A SiGe EAM has an insertion loss of around 4-5dB vs 3-5 dB for both MRMs and MZIs. While MRMs can be used to directly multiplex different wavelengths, EAMs require a separate multiplexer to implement CWDM or DWDM, adding slightly to the potential loss budget.
Overall, EAMs are not widely used in current CPO implementations, with Celestial AI standing out as one of the few companies actively pursuing this approach.
OE roadmap – scaling OEs
The Optical Engines available today typically offer between 1.6T and 3.2T of aggregate bandwidth. Nvidia’s Quantum CPO includes a 1.6T engine, with a 3.2T version planned for Spectrum. Broadcom has shown off their 6.4T OE for Bailly, but the form factor is very big (2-3x the width of Nvidia) and it requires two FAUs so its bandwidth density may be similar to what Nvidia’s offering. This is the same case for Marvell’s 6.4T OE, requiring 2 FAUs, so it occupies a large footprint. Marvell’s OE is not going into any production systems that we know of anytime soon either.

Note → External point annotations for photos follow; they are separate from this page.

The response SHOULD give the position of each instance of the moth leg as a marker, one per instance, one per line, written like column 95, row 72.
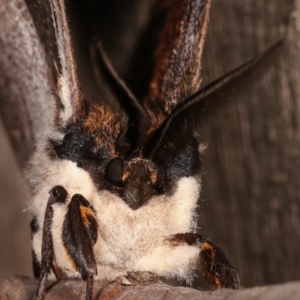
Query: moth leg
column 216, row 268
column 57, row 195
column 79, row 236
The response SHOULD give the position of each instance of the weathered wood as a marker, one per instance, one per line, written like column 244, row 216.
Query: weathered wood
column 23, row 288
column 251, row 188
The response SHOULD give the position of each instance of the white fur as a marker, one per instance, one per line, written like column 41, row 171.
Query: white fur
column 128, row 240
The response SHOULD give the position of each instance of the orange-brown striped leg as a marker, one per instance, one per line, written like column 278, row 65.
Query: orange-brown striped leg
column 57, row 195
column 79, row 236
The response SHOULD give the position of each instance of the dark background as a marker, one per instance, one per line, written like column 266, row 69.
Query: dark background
column 250, row 204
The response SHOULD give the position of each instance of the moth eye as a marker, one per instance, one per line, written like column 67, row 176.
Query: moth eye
column 114, row 171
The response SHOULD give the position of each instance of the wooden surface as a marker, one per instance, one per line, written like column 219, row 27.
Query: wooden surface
column 24, row 289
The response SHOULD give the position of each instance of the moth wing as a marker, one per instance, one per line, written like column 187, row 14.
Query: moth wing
column 195, row 112
column 38, row 86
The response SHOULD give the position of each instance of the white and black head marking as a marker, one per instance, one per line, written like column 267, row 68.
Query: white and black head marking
column 111, row 196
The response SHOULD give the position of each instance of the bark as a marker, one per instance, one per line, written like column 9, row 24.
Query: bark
column 251, row 189
column 24, row 288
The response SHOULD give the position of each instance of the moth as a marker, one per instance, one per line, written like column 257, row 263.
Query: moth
column 116, row 192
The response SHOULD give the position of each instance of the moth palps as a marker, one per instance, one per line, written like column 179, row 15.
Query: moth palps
column 115, row 192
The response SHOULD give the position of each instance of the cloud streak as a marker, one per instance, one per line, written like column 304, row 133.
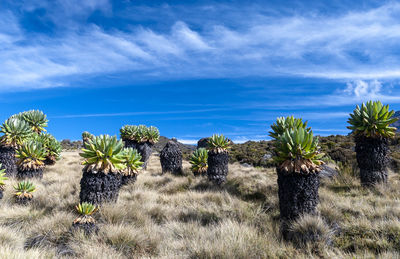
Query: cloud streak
column 357, row 45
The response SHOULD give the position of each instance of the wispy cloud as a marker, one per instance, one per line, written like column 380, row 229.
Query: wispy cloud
column 122, row 114
column 357, row 45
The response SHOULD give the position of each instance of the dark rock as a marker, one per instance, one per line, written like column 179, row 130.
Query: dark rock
column 202, row 143
column 372, row 159
column 23, row 174
column 130, row 143
column 145, row 149
column 327, row 172
column 171, row 158
column 100, row 187
column 397, row 123
column 298, row 195
column 8, row 160
column 217, row 167
column 246, row 165
column 127, row 179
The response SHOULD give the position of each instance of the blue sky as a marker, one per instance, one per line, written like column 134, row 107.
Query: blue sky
column 194, row 68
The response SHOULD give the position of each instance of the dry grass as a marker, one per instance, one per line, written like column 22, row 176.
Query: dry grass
column 163, row 216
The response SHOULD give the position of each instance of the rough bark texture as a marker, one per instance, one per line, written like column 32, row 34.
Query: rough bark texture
column 127, row 179
column 298, row 194
column 49, row 161
column 372, row 158
column 171, row 158
column 100, row 187
column 145, row 149
column 217, row 167
column 88, row 228
column 130, row 143
column 23, row 201
column 23, row 174
column 202, row 143
column 8, row 160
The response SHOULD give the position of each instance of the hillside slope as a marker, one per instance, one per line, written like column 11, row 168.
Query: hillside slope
column 162, row 216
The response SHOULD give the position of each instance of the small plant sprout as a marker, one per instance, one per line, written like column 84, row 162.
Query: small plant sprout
column 198, row 160
column 24, row 190
column 132, row 160
column 85, row 211
column 218, row 143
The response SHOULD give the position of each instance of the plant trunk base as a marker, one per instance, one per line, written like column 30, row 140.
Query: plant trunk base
column 49, row 161
column 298, row 195
column 171, row 158
column 128, row 179
column 130, row 143
column 145, row 149
column 23, row 174
column 100, row 187
column 217, row 167
column 8, row 161
column 372, row 159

As we’ve discussed, the 3.2T OE implementation in Nvidia’s Spectrum-X photonics switches does not offer more shoreline bandwidth density than pluggables that are driven by long reach SerDes. In other words, optical engine density must scale multiple times to deliver a compelling performance advantage and drive customer adoption. This means scaling both the electrical interface between the host silicon and the OE EIC, as well as scaling the amount of bandwidth coming out of the fibers.

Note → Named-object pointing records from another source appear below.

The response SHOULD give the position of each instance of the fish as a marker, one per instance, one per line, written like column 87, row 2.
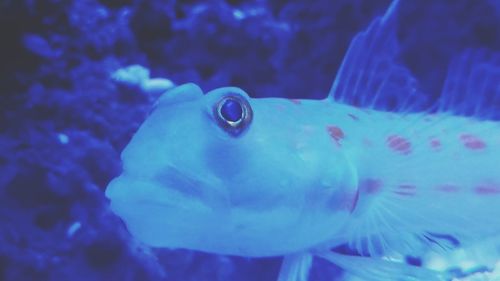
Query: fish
column 224, row 173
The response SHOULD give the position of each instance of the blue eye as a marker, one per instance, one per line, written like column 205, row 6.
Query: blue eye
column 231, row 110
column 233, row 113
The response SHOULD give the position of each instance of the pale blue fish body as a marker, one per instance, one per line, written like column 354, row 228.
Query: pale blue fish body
column 296, row 178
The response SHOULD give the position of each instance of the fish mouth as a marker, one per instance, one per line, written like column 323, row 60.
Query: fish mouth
column 127, row 191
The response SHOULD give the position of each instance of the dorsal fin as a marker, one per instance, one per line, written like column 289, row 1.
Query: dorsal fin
column 472, row 87
column 369, row 75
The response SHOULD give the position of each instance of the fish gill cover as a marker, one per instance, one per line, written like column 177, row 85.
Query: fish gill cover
column 64, row 122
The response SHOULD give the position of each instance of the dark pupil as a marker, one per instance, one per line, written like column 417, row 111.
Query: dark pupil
column 231, row 110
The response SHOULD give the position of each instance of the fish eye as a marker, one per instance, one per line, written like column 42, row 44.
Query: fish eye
column 233, row 113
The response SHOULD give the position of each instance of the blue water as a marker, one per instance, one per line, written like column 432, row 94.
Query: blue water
column 63, row 122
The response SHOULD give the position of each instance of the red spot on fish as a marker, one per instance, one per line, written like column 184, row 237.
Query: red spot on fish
column 435, row 143
column 448, row 188
column 353, row 117
column 370, row 186
column 406, row 189
column 399, row 144
column 487, row 189
column 472, row 142
column 336, row 133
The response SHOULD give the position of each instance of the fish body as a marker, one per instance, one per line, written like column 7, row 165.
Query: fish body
column 225, row 173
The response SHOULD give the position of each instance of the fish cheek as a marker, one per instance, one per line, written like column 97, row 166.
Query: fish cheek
column 225, row 159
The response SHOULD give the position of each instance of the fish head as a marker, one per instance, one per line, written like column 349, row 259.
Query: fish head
column 224, row 173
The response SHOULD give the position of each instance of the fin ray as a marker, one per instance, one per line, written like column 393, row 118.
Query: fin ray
column 471, row 87
column 295, row 267
column 369, row 75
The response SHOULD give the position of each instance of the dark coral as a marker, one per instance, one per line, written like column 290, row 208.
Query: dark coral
column 63, row 122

But what if we were able to design the next generation of interconnect with a free hand – what could be approaches for unlocking greater bandwidth for this generation and beyond?

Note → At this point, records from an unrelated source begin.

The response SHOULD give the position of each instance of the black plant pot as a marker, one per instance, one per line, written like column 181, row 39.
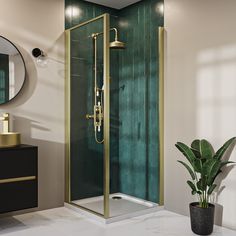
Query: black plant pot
column 202, row 219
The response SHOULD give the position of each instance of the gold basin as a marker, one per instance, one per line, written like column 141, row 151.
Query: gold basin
column 9, row 139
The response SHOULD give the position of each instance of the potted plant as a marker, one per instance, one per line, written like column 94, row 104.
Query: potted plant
column 204, row 165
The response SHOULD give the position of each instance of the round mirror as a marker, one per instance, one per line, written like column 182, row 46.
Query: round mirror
column 12, row 70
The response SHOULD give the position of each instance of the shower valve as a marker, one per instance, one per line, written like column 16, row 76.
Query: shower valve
column 98, row 116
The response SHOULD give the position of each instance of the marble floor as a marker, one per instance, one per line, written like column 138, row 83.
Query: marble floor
column 124, row 205
column 65, row 222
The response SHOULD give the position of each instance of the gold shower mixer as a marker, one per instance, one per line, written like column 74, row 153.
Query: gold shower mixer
column 97, row 117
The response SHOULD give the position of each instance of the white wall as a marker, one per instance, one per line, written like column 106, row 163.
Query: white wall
column 39, row 110
column 200, row 92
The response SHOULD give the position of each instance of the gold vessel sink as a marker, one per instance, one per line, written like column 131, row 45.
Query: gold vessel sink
column 9, row 139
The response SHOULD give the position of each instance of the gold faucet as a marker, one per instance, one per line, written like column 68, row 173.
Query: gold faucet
column 5, row 120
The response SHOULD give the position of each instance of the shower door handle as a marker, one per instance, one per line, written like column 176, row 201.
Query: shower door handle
column 88, row 117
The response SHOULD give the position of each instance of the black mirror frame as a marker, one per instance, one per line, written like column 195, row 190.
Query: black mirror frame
column 24, row 70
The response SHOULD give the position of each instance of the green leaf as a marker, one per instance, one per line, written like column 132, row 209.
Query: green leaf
column 202, row 183
column 189, row 169
column 192, row 186
column 206, row 149
column 207, row 166
column 223, row 163
column 197, row 163
column 211, row 179
column 196, row 145
column 219, row 154
column 215, row 169
column 187, row 152
column 196, row 153
column 211, row 189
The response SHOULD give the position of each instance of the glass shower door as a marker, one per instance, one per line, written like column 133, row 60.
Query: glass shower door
column 88, row 115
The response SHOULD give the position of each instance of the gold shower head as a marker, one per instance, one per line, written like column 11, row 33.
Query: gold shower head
column 116, row 44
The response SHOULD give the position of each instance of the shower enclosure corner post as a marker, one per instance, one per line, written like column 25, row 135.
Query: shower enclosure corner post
column 67, row 117
column 161, row 32
column 106, row 114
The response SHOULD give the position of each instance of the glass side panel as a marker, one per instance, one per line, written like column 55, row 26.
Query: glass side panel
column 86, row 155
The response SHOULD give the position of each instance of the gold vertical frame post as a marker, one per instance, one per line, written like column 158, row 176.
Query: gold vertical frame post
column 161, row 114
column 67, row 118
column 106, row 126
column 106, row 50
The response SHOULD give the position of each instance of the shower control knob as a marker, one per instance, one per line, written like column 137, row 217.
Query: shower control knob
column 88, row 117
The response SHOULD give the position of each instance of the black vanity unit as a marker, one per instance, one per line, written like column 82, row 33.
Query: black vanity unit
column 18, row 178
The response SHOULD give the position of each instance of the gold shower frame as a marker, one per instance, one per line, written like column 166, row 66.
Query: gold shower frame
column 106, row 178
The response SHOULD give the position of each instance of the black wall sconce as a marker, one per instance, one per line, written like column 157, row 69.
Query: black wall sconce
column 41, row 57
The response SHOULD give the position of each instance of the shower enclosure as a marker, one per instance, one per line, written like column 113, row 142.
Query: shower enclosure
column 109, row 171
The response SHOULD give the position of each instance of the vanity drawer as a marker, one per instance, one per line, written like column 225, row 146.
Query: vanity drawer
column 18, row 162
column 18, row 195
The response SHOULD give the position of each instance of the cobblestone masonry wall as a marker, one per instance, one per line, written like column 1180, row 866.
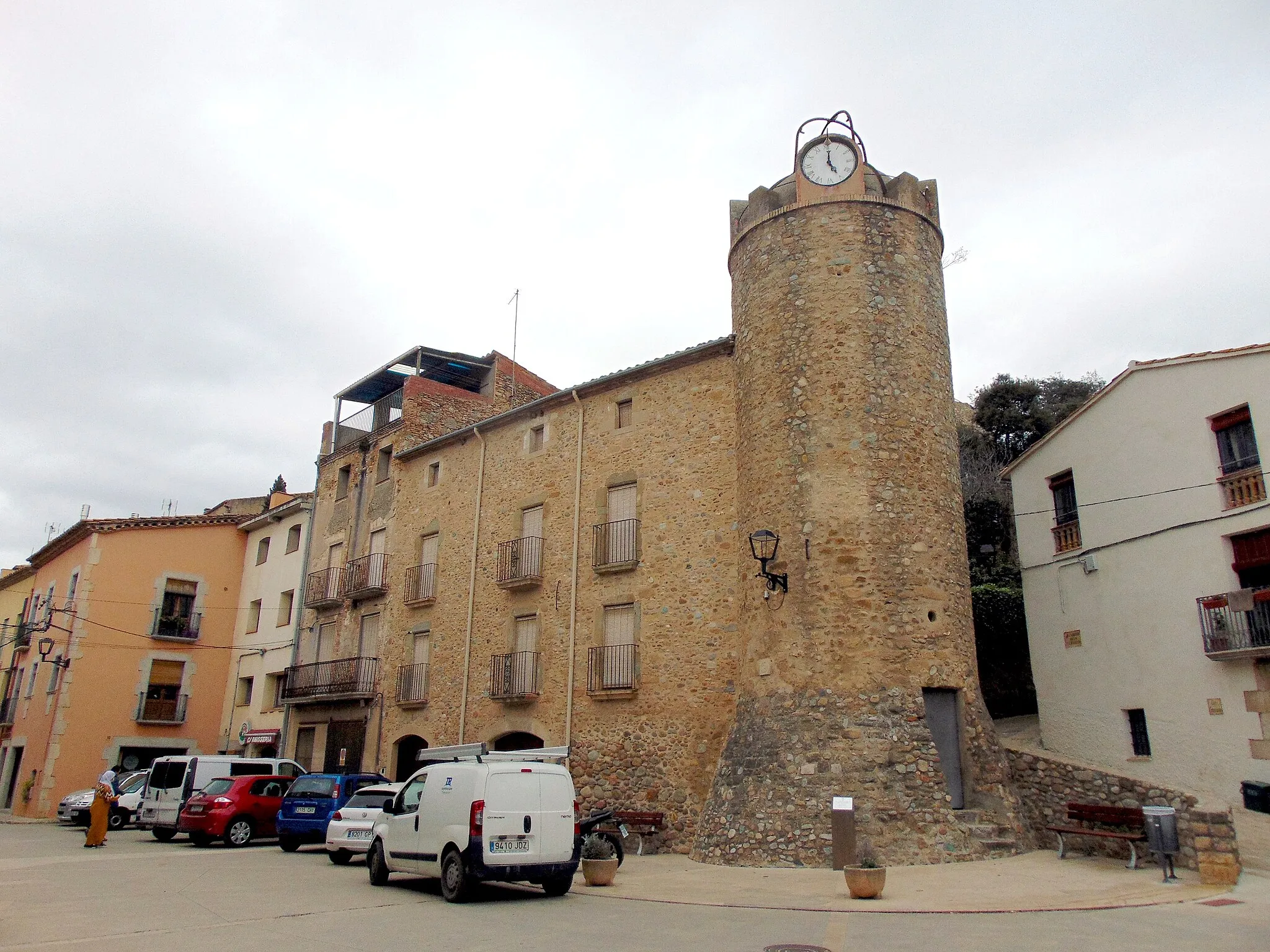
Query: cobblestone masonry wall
column 846, row 446
column 1047, row 785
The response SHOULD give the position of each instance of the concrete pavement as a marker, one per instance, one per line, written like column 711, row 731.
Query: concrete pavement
column 139, row 895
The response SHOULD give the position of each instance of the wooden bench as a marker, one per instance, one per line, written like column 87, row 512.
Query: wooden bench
column 1093, row 821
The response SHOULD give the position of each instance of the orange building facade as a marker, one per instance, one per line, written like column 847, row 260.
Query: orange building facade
column 144, row 611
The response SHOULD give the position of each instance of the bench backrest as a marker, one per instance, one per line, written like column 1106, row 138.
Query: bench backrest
column 1098, row 813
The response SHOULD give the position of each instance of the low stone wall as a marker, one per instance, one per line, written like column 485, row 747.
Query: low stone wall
column 1047, row 783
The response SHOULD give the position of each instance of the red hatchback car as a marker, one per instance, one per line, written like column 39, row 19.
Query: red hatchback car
column 234, row 809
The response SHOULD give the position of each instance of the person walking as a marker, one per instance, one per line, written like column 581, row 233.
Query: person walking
column 99, row 814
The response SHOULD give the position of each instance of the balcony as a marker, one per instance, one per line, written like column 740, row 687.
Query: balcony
column 324, row 588
column 342, row 679
column 513, row 677
column 413, row 683
column 1236, row 625
column 175, row 627
column 520, row 563
column 366, row 576
column 1242, row 488
column 615, row 546
column 151, row 710
column 370, row 419
column 1067, row 537
column 420, row 584
column 611, row 668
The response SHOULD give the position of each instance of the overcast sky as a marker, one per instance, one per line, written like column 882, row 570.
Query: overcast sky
column 214, row 216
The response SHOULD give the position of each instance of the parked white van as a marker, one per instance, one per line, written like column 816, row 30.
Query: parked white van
column 174, row 780
column 482, row 816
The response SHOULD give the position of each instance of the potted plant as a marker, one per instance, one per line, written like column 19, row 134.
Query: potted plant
column 598, row 861
column 868, row 879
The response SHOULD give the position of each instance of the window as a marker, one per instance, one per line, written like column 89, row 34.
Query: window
column 1139, row 733
column 1236, row 441
column 368, row 637
column 1064, row 488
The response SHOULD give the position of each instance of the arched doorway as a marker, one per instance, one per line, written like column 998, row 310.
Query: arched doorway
column 408, row 756
column 517, row 741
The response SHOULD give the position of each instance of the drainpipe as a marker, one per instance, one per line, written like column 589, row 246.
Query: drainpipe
column 573, row 592
column 471, row 589
column 300, row 614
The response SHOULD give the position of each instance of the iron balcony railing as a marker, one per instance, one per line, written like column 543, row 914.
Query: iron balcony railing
column 413, row 683
column 420, row 583
column 151, row 710
column 324, row 588
column 376, row 416
column 346, row 677
column 615, row 544
column 1242, row 488
column 513, row 676
column 520, row 562
column 180, row 627
column 1236, row 624
column 611, row 668
column 367, row 575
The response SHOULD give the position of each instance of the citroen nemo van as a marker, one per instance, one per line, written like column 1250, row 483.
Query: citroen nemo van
column 478, row 818
column 174, row 780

Key approaches for scaling bandwidth
Let’s discuss the key approaches for scaling bandwidth from co-packaged optical engines:
Continue with electrical SerDes based PHYs: leverage simpler design implementation, reduced area and lower power by using short reach (“SR”) SerDes over long reach SerDes. This will eventually still be limited by SerDes speed at the electrical interface where we are running out of runway. This idea here is to go with an interim solution as silicon designers can avoid having to rearchitect their I/O. In addition, using electrical SerDes offers the flexibility to use existing pluggable optics and/or copper with the same silicon.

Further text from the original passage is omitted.